Figure 3. Crystal structure of F1/R218 Fab complex.

(A) Overall structure of the F1/R218 Fab complex shown in ribbon representation. The F2 domain of RII is colored in green. The Fab heavy chain (VH) is in blue and the light chain (VL) in pink. (B) Ribbon representation of F1 mapping the R218 epitope. Residues contacted by the Fab are show in stick. Residues contacted by the heavy chain are colored blue, residues contacted by the Fab light chain are colored orange, and residues contacted by both chains are in beige. Residues not contacted by the antibody are in green. (C) Surface representation of F2 mapping the R217 epitope. Color scheme as in B. (D) Surface representation of the R218 Fab, mapping heavy chain residues (blue) that contact F2 (green). The light chain is shown in white. (E) Surface representation of the R218 Fab, mapping light chain residues (orange) that contact F2 (green). The heavy chain is shown in white.

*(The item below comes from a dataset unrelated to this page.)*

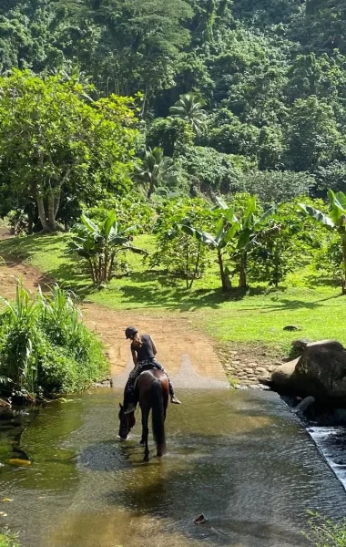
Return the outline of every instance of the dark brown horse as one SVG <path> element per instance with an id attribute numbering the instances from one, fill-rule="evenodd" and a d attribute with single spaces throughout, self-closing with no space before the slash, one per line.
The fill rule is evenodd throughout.
<path id="1" fill-rule="evenodd" d="M 142 438 L 140 444 L 146 447 L 144 460 L 149 460 L 149 449 L 148 437 L 149 433 L 149 412 L 152 414 L 152 427 L 155 442 L 157 444 L 157 456 L 161 457 L 166 453 L 165 419 L 167 406 L 168 404 L 168 380 L 161 370 L 146 370 L 139 375 L 137 380 L 139 406 L 142 411 Z M 126 439 L 128 433 L 136 424 L 135 413 L 124 413 L 124 407 L 120 404 L 119 411 L 119 437 Z"/>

Figure 4. Antibody epitope identification by immunofluorescence assay.

DBL domain proteins were surface expressed on HEK293 cells and probed with R217 or R218 as primary and Alexafluor-546 labeled anti-IgG₁ as secondary. Green channel shows GFP tagged expressed protein. Red channel shows Alexafluor-546 labeled proteins on HEK293 cell surface. Merged channel shows overlap between green and red channels.

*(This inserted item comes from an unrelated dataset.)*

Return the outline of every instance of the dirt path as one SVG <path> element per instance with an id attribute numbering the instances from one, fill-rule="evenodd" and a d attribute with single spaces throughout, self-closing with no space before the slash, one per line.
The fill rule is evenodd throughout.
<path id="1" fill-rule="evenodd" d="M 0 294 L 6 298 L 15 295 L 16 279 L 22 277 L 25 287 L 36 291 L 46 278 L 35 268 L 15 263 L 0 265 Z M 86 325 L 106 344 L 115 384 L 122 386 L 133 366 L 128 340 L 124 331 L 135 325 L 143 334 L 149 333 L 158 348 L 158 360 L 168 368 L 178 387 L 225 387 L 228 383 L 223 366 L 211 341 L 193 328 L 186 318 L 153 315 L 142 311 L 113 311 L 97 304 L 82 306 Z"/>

Figure 5. The R217 epitope overlaps with glycan binding residues and the proposed dimer interface, while the R218 epitope is far removed from these regions.

(A) Surface representation of RII (grey) with the R217 (red) and R218 (green) epitopes. (B) The R217 epitope overlaps with glycan binding residues, including K341, N417 and R422 with demonstrated roles in erythrocyte binding . The R218 epitope is located on the opposite face of RII away from glycan binding residues. Glycan binding residues are in yellow, glycan binding residues that overlap with the R217 epitope are in orange, the R217 epitope is in red, the R218 epitope is in green and RII is in grey. (C) The R217 epitope overlaps with proposed dimer interface residues while the R218 epitope is far removed from the proposed dimer interface. Proposed dimer interface residues are in blue, proposed dimer interface residues that overlap with the R217 epitope are in purple, the R217 epitope is in red, the R218 epitope is in green and RII is in grey.

Figure 6. Direct antibody-inhibition of GpA binding by RII.

(A) RII binds to GpA (lane 1), but not to neuraminidase treated GpA (GpA-NA – lane 2). Addition of R217 IgG or Fab prevents RII from binding GpA (lane 3 and 4). Neither R218 IgG (lane 5), R218 Fab (lane 6), control IgG (lane 7) nor control Fab (lane 8), block RII/GpA receptor binding. Binding is specific as neuraminidase treatment prevents binding in all cases (lanes 2 and 9–14). Note that an increased signal is observed with R218 IgG over R218 Fab (compare lanes 5 and 6) suggesting bivalent binding. This assay was performed with RII at 3 µM and antibody or Fab fragments at 6 µM. (B) Titration of R217 demonstrates the specificity of interaction as all concentrations around and above the available RII concentration (3 µM) prevents binding (lanes 6–10). At concentrations below the available RII binding occurs as not all the RII is bound by R217 (lanes 3–5). (C) Titration of R218 demonstrates that R218 is unable to directly prevent GpA binding at any concentration.